News Date: 10/14/2011
Outlet Full Name: Akron Beacon Journal, The
Contact Name: Scott, Dave
News OCR Text: Taxpayers could see huge savings if governments would consolidate and update their information technology departments, and a group of leaders gathered Thursday at the John S. Knight Center in Akron to hear details about how to do it.

The EfficientGovNetwork Regional Collaboration Conference brought together more than 100 area governmental leaders to talk about their experiences making government more efficient. Portage County and Tallmadge took the lead in information technology.

Tallmadge Mayor David Kline talked about how studying data lines in the city revealed an unused line was costing the city $500 a month. More important, an upgrade to more efficient equipment created a $39,500 savings on the city's $139,000 telecommunications bill.

Dean Tondiglia, assistant chief for Kent State University's police department, found consolidating record-keeping systems for the school and the city not only led to some reduced staffing but also allowed police officers to remain in the field longer because they could write reports on computers in their cars.

Since then, Aurora and Brimfield have joined the system without stressing its capacity. While dispatchers and officers formerly used paper and pencil to keep records, requiring that it be transcribed into court records, now an officer can type the information into an electronic file that can be passed along to the court.

The result is different departments can double-check names and spot problems early.

"In Portage County you don't want to go for a marriage license if you have an arrest warrant in municipal or common pleas court because you are going to go to jail before going to the altar under this system," said Brian Kelley, chief information officer for Portage County.

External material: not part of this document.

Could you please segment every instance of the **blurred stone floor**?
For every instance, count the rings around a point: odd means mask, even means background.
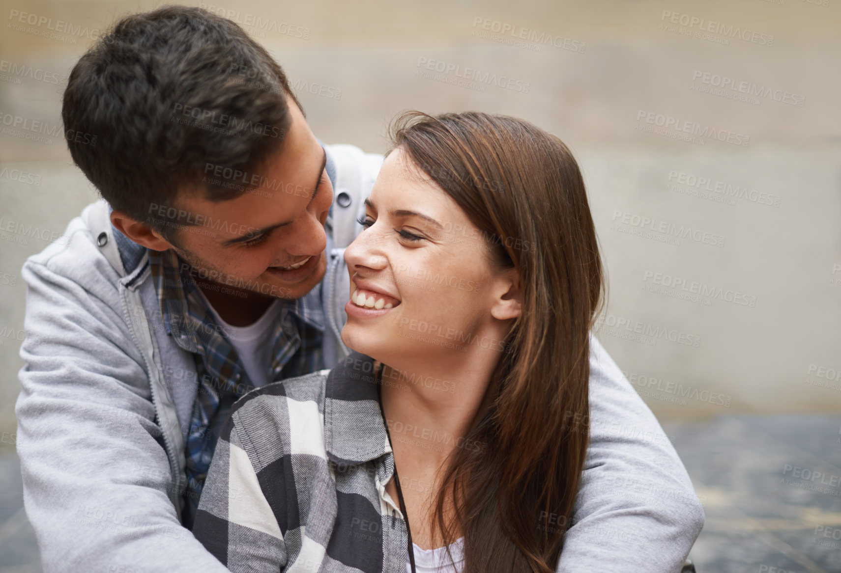
[[[841,571],[841,416],[734,415],[663,427],[704,503],[706,523],[690,555],[699,573]],[[0,573],[40,571],[8,449],[0,479]]]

With budgets tightening and tax revenue down, governments might find information technology systems an area for potential improvement.

"We've gone through furloughing, we've gone through budget cuts," said Kelley. "We've gone though downsizing and we're really at the end of the rope as far as what we can do to save costs and improve efficiency, and IT collaboration provides us with this opportunity."

The conference also was for government leaders who are just getting started. Ed Jerse, Cuyahoga County director of regional collaboration, had some advice for them.

His proposals can be politically complicated, such as getting local governments to agree not to poach businesses from each other. He said it might be best to start small.

"One of the indications of success is having the habit of collaborating," he said. "Having done it before with somebody makes you comfortable with the idea that you can share a service."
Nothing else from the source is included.